You have the right to receive an accounting of certain
disclosures we have made, if any, of your protected health information. This right only applies to
disclosures for purposes other than treatment, payment or healthcare operations
as described in this Notice of Privacy Practices. It also excludes disclosures
we may have made to you, to family members or friends involved in your care, or
for notification purposes. You have the right to receive specific information
regarding these disclosures that occurred after April 14, 2003. The right to
receive this information is subject to certain exceptions, restrictions and
limitations. You must submit a
written request for disclosures in writing to the Privacy Contact. You must specify a time period, which
may not be longer than six years and cannot include any date before April 14,
2003. You may request a shorter timeframe. Your request should indicate the form in which you want the
list (i.e., on paper, etc). You
have the right to one free request within any 12 month period.

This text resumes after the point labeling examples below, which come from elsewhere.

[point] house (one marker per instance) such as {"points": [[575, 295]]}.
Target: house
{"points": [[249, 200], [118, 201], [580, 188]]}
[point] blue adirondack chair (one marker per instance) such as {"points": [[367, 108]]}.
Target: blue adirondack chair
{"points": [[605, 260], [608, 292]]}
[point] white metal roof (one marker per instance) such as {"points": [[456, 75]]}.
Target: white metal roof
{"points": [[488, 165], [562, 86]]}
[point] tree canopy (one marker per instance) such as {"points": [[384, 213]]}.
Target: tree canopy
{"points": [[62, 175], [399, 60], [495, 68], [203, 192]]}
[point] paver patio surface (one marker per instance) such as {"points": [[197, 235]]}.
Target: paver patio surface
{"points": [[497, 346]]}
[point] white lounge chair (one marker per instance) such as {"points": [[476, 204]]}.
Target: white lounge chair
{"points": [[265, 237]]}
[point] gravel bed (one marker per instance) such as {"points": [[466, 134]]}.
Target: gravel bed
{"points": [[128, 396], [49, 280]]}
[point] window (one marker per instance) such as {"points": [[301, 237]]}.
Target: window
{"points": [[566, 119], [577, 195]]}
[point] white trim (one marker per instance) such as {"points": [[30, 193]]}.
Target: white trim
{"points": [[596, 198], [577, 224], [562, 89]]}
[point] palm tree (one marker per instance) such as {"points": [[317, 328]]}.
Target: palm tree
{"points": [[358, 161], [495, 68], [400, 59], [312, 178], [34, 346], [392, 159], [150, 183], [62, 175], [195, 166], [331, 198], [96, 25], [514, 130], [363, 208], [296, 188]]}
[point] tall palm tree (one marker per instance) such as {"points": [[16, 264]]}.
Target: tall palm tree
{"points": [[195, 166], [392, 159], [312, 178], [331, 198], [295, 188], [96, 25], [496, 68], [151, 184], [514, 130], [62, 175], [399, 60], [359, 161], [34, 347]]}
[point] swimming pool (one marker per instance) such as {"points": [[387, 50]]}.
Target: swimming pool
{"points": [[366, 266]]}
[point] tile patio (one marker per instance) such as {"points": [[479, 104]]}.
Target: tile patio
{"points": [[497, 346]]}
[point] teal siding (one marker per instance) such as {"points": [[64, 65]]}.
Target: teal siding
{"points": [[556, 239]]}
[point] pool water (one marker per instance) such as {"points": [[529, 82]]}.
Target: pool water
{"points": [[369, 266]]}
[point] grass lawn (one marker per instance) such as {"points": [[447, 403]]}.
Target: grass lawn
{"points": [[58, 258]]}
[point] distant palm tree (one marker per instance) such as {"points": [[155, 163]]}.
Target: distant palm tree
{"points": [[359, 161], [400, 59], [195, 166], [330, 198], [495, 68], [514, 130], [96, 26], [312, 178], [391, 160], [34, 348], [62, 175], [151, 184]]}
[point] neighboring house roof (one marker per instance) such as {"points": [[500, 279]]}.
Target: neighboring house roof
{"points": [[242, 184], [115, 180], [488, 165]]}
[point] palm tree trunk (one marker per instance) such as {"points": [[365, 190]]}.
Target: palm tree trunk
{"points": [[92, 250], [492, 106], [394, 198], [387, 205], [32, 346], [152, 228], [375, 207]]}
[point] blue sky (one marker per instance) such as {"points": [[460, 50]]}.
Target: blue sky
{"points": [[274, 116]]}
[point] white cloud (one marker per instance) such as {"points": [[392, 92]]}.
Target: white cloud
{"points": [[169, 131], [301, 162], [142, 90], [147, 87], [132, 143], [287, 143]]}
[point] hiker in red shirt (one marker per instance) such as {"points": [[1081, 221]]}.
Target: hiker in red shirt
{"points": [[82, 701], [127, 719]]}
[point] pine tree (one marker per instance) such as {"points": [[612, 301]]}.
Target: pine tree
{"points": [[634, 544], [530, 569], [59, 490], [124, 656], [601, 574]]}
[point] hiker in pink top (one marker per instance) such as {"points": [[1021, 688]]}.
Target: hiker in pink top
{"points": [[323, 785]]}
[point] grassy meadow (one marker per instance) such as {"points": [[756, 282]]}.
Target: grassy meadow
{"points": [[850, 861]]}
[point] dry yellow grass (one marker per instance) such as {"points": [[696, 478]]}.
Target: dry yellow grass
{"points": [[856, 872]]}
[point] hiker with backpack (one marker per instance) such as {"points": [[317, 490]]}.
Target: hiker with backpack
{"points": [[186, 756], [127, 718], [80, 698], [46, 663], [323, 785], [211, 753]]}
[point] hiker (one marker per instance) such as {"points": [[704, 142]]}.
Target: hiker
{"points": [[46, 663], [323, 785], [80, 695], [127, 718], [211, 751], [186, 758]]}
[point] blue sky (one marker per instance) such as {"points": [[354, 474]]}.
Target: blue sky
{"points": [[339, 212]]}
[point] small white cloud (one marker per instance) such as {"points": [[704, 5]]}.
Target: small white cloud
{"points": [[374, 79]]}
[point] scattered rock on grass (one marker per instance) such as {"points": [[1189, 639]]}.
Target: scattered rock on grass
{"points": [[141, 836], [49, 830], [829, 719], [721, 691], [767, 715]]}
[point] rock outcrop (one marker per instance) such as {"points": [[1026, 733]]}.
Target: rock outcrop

You have the right to obtain a paper copy of this notice
from us, upon
request to our Privacy Contact, or in person at our office, at any time, even
if you have agreed to accept this notice electronically. You may obtain a copy of this notice at
our website, www.eneslow.com.
3. COMPLAINTS
You may complain to us or to the
Secretary of Health and Human Services if you believe your privacy rights have
been violated by us. You may file a complaint with us by notifying our privacy
contact of your complaint. We will
not retaliate against you in any way for filing a complaint, either with us or
with the Secretary.
You may contact our Privacy Contact, Sarah
Goldberg via phone at 212 477 2300 or email (sarah@eneslow.com) for further information about the
complaint process.
4. CHANGES TO THIS NOTICE
We reserve the right to change the
privacy practices that are described in this Notice of Privacy Practices. We
also reserve the right to apply these changes retroactively to Protected Health
Information received before the change in privacy practices. You may obtain a
revised Notice of Privacy Practices by calling the office and requesting a
revised copy be sent in the mail, asking for one at the time of your next
appointment, or accessing our website
This
notice was published and became effective on April 14, 2003.